Connaître, analyser, anticiper. Chaque semaine, un maillon de la chaîne de la sécurité publique est passé au crible : justice, politique, forces de l’ordre, intelligence économique. Aujourd’hui, revenons sur le renseignement et son rôle dans le continuum de la sécurité publique. Comment les services de renseignement jouent-ils un rôle de plus en plus important vis-à-vis de la sécurité publique ? En quoi le recours au renseignement représente-t-il un enjeu majeur avec ses dérives et ses limites ? Réponses avec un expert en la matière, Eric Denécé, directeur du CF2R.
Le renseignement : pivot et garantie de sécurité publique
La réforme de 2008 a enclenché une réorganisation en profondeur de services de renseignement, posant la question de la gestion de la sécurité publique. « Ce qui a changé, ce sont les moyens accordés aux services et le fait que la DGSI ne soit plus sous la direction de la Police nationale mais soit devenue une direction à part entière. L’autre élément intéressant a été d’intégrer la Gendarmerie dans le renseignement territorial », observe Eric Denécé. « Il y a toujours eu une faible culture du renseignement dans la Police nationale, où la culture du judiciaire l’a souvent emportée. Au moment où la SDIG a fait suite à la dissolution des RG, c’était totalement improductif car elle était rattachée à la Direction de la sécurité publique qui ne se préoccupait pas de renseignement. Les gendarmes ont une meilleure culture du recueil de l’information mais qui ne s’apparente pas non-plus à du renseignement. »
Les nouvelles réformes traduisent une montée en puissance, ces dernières années, des services de renseignements, devenant l’outil privilégié des pouvoirs publics pour anticiper et contrôler les menaces contre les atteintes à la sécurité publique. « La responsabilité des hommes politiques est de faire en sorte qu’il n’y ai pas de trouble à l’ordre public, pas de débordement, pas d’attentat terroriste ; passé un certain stade, ils se moquent de la répartition entre les services tant que ça fonctionne. C’est de cette manière qu’il peut y avoir un dépassement des fonctions sous l’impulsion du politique », indique-t-il.
L’un des enjeux essentiels du renseignement dans un contexte de sécurité publique est de partager le renseignement en interne et de coopérer davantage. « Depuis la création du poste de coordinateur national du renseignement et de la lutte contre le terrorisme, la coordination s’est bien améliorée. Sous la pression du politique, les services échangent. »
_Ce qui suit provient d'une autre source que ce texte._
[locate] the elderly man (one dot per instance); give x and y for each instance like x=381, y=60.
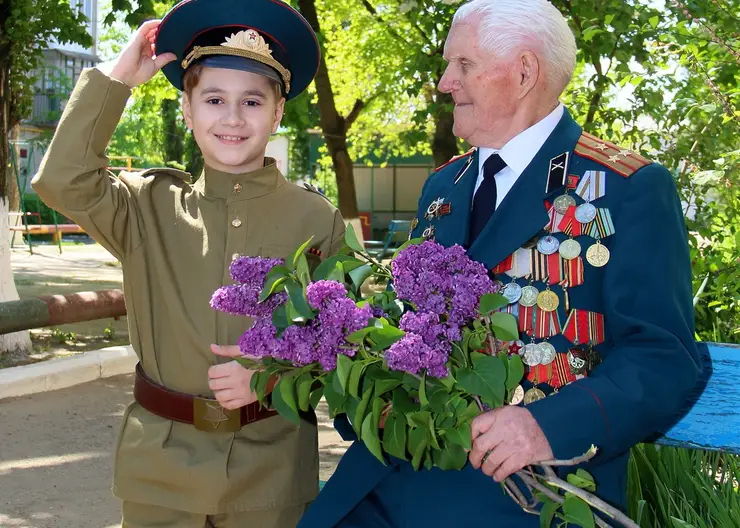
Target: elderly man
x=589, y=242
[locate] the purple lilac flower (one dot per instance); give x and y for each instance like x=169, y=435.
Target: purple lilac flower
x=243, y=299
x=411, y=354
x=252, y=270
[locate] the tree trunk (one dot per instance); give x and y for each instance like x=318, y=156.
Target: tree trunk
x=333, y=125
x=444, y=143
x=16, y=343
x=174, y=146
La pratique trouve toutefois ses limites dans les échanges entre renseignement central et renseignement territorial. « Quand je vois que le renseignement territorial commence à déceler quelque chose et que l’information remonte à la DGSI, parfois sans être prise en compte – pour de vraies ou de fausses raisons – il s’agit d’une rupture dans le continuum, qui me semble dommage. Il s’agit d’un choix au niveau de l’organisation, il y a eu, après 2008, un affaiblissement énorme du renseignement territorial, accompagné d’un complexe de supériorité de la DCRI puis de la DGSI sur le renseignement territorial. Heureusement, les choses se sont améliorées depuis quelques années ».
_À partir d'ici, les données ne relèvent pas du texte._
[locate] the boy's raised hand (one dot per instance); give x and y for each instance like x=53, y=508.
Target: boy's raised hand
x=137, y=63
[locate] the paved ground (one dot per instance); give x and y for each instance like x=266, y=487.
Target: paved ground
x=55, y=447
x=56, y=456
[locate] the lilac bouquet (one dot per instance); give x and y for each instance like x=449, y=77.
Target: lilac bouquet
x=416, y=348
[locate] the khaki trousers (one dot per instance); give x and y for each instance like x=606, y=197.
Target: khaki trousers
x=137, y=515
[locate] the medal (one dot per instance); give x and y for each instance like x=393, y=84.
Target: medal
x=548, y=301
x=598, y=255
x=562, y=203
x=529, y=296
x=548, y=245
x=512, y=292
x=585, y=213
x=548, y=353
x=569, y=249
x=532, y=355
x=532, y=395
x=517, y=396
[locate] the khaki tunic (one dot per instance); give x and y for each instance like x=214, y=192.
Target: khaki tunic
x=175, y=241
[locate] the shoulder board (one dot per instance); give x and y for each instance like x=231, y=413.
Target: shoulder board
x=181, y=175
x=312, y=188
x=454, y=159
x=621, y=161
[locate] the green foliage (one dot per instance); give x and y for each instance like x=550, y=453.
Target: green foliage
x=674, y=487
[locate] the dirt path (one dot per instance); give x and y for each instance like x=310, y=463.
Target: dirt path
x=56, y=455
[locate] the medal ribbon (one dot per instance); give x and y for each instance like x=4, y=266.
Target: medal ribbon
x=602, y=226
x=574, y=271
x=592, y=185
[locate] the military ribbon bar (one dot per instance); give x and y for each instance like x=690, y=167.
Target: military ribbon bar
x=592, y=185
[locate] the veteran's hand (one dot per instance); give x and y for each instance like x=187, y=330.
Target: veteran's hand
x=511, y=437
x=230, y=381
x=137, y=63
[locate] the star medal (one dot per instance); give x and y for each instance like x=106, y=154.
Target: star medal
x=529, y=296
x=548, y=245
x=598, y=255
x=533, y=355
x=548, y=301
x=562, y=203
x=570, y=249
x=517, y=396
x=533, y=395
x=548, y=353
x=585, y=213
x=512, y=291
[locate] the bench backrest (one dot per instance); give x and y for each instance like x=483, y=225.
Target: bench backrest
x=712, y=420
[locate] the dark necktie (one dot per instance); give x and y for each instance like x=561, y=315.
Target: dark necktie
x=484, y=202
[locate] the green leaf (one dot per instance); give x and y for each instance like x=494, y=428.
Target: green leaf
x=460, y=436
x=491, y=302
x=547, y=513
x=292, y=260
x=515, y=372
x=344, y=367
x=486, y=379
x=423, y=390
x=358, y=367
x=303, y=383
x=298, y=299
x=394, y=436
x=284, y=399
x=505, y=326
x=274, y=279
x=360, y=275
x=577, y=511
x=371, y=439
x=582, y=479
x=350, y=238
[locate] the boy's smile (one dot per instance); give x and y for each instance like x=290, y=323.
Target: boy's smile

Menace terroriste, effacement des frontières et rupture du renseignement
La mutation de la menace et l’évolution des enjeux de sécurité publique entraîne des modifications dans l’organisation des services de renseignement afin de pouvoir s’y adapter, dans une logique d’efficacité accrue. « Depuis la réforme de 2008 et ses errements, on observe une séparation entre le renseignement de sécurité nationale et le renseignement de sécurité publique. Cela signifie que le continuum a été rompu en parallèle d’une évolution de la menace contre le territoire national – de nature interne ou externe. Aujourd’hui, le terrorisme islamique est par exemple d’une double nature : il peut venir de l’étranger, comme les tchétchènes ou les ouïghours, mais il peut aussi venir de citoyens français qui reviennent de l’étranger ou de citoyens français n’ayant jamais quitté le territoire national. A ce niveau, un problème se pose au niveau de la répartition entre le renseignement de sécurité publique qui relève de la direction nationale du renseignement territorial – à laquelle contribuent gendarmes et policiers – et le renseignement de sécurité nationale de la DGSI », détaille Eric Denécé.
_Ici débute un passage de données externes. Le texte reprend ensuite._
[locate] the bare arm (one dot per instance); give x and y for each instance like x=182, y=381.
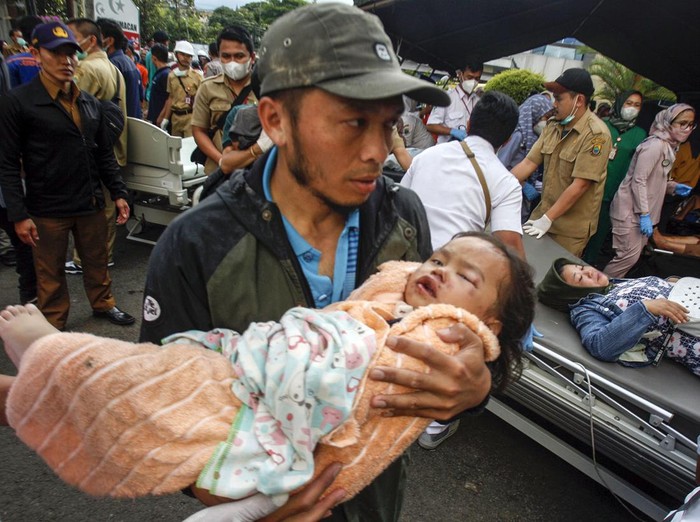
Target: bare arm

D’un terrorisme international principalement d’origine étrangère, la menace est devenue interne, notamment dans le sillage des attentats de 2015, et les services de renseignement ont dû s’adapter à cette nouvelle réalité d’effacement des frontières. « Il y a effectivement une rupture du continuum qui s’est mise en place en ce qui concerne les Français qui ont sombré dans le terrorisme, généralement ils se sont radicalisés sur internet ou dans une mosquée. Tant qu’ils ne sont pas passés à l’acte, ils sont surveillés par le renseignement territorial, puis le jour où ils vont passer à l’acte ou se mettre en contact avec des éléments étrangers, ils vont passer dans le champ de la DGSI. Ce continuum terroriste, qui devrait être traité par un seul service, est aujourd’hui séparé entre deux services », constate le directeur du CF2R.
La tendance est relativement similaire pour la menace sociétale : des groupes potentiellement violents en France et avec des liens étrangers. Les missions des services centraux et le renseignement territorial peuvent être amenés à se chevaucher. « Les animalistes violents et les écologistes radicaux font partie des éléments qui peuvent passer à l’action armée même si on ne peut pas encore parler d’éco-terrorisme en France, contrairement à d’autres pays où la menace est plus forte. Ce qui devrait être du domaine du renseignement territorial, c’est la surveillance des ONG, des associations et déceler au sein de celles-ci les éléments radicaux extrêmes mais cette mission est aussi gérée par la DGSI », souligne Eric Decéné.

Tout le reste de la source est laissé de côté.